Auch mittelfristig ist Irland eine Erfolgsstory. Nach der Finanzkrise 2009 betrug das Haushaltsdefizit im Jahr 2010 mehr als 30 Prozent der Wirtschaftsleistung und die Staatsschuldenquote lag in Relation zum Bruttoinlandsprodukt bei 120 Prozent. 2020 sollen es nur noch 56 Prozent sein! Dass Irland einst als erstes Euroland den Euro-Rettungsschirm in Anspruch nehmen musste, verwundert da nur noch.

Mit dem Brexit sind jedoch neue Sorgen aufgekommen, schließlich ist das Königreich wichtigster Handelspartner. Einfach ausgedrückt: Je ungeregelter der Austritt Großbritanniens, desto härter trifft es Irland. Und tatsächlich sind nach dem offiziellen Abschied am 31. Januar noch viele Szenarien möglich. Den Wohlfahrtseffekt verschiedener Brexit-Varianten hat das Kieler Institut für Weltwirtschaft berechnet. Bei einem harten Brexit, bei dem nur die Regeln der Welthandelsorganisation (WTO) gelten, wäre der Effekt auf den Konsum in Irland mit mehr als minus acht Prozent zehnmal so schlimm wie für die EU insgesamt. Und die irische Zentralbank geht von einem eklatant niedrigeren Wachstum aus.

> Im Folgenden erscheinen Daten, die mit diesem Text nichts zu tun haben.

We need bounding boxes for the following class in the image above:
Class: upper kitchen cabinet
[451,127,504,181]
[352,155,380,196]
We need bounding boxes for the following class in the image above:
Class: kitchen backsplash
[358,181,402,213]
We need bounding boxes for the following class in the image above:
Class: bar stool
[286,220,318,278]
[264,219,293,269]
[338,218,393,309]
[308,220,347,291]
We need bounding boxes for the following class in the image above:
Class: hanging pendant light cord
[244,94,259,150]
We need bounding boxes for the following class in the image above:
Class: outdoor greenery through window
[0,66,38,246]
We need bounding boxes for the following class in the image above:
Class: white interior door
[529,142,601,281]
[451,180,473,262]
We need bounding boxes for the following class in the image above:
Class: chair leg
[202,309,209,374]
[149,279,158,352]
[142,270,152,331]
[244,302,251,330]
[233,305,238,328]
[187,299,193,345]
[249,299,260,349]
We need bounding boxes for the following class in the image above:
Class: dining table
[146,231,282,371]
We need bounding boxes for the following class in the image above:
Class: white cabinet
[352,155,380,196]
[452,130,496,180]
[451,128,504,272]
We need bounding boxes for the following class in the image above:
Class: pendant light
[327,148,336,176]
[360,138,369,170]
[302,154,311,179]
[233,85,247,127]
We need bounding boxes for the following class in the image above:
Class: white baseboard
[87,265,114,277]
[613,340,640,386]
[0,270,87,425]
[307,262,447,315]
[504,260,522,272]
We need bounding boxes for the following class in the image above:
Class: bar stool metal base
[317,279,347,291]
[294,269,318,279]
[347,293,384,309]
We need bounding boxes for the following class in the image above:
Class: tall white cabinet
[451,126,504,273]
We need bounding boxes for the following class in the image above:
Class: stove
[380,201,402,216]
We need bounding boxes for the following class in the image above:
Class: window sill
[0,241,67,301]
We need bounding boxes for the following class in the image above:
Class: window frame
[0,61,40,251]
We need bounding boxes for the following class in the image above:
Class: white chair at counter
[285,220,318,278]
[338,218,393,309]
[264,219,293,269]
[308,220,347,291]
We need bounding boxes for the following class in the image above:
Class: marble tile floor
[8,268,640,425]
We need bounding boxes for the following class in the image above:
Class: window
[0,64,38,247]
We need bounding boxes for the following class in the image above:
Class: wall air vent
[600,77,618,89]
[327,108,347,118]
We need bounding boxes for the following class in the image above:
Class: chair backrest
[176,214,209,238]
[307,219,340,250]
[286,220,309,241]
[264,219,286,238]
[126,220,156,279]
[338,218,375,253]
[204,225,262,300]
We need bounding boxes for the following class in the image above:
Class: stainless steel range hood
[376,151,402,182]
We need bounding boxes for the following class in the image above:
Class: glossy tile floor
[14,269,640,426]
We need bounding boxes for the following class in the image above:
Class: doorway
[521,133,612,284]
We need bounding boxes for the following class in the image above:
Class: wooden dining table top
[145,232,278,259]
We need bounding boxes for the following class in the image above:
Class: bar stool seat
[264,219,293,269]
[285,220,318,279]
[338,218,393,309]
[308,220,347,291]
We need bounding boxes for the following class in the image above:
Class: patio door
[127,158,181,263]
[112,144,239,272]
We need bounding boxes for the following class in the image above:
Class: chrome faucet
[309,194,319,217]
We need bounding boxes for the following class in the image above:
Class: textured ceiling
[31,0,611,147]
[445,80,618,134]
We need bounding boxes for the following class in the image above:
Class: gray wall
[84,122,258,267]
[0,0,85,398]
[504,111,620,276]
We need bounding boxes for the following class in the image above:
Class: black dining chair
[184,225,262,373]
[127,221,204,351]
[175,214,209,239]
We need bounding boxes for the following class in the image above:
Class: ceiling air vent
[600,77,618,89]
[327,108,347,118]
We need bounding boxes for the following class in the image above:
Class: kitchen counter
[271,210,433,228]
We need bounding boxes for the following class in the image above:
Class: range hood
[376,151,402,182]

Umweltbewusster Marktführer

Wer auf Aktien aus Irland setzt, sollte daher darauf achten, dass das jeweilige Geschäftsmodell nicht zu stark von Großbritannien abhängt. Ein Beispiel dafür ist der Bauzulieferer Kingspan. Mit Gebäudeverkleidungen und Isolierungen als Hauptumsatzträger hat das Unternehmen gute Chancen, weiterhin von den zunehmenden Energiespar- und Klimaschutzinvestitionen im Immobiliensektor zu profitieren. Innerhalb der zurückliegenden vier Jahre haben sich Umsatz und Ertragskraft des nahe der Grenze zu Nordirland beheimateten Unternehmens verdoppelt. Das unabhängige Research-Unternehmen Goodbody geht davon aus, dass bis 2024 eine weitere Verdopplung möglich ist. Derzeit ist man noch auf Europa ausgerichtet, es gibt aber weitreichende Expansionspläne Richtung USA und Asien, wo der Markt für Gebäudeisolierungen im Vergleich zu Europa noch in den Kinderschuhen steckt.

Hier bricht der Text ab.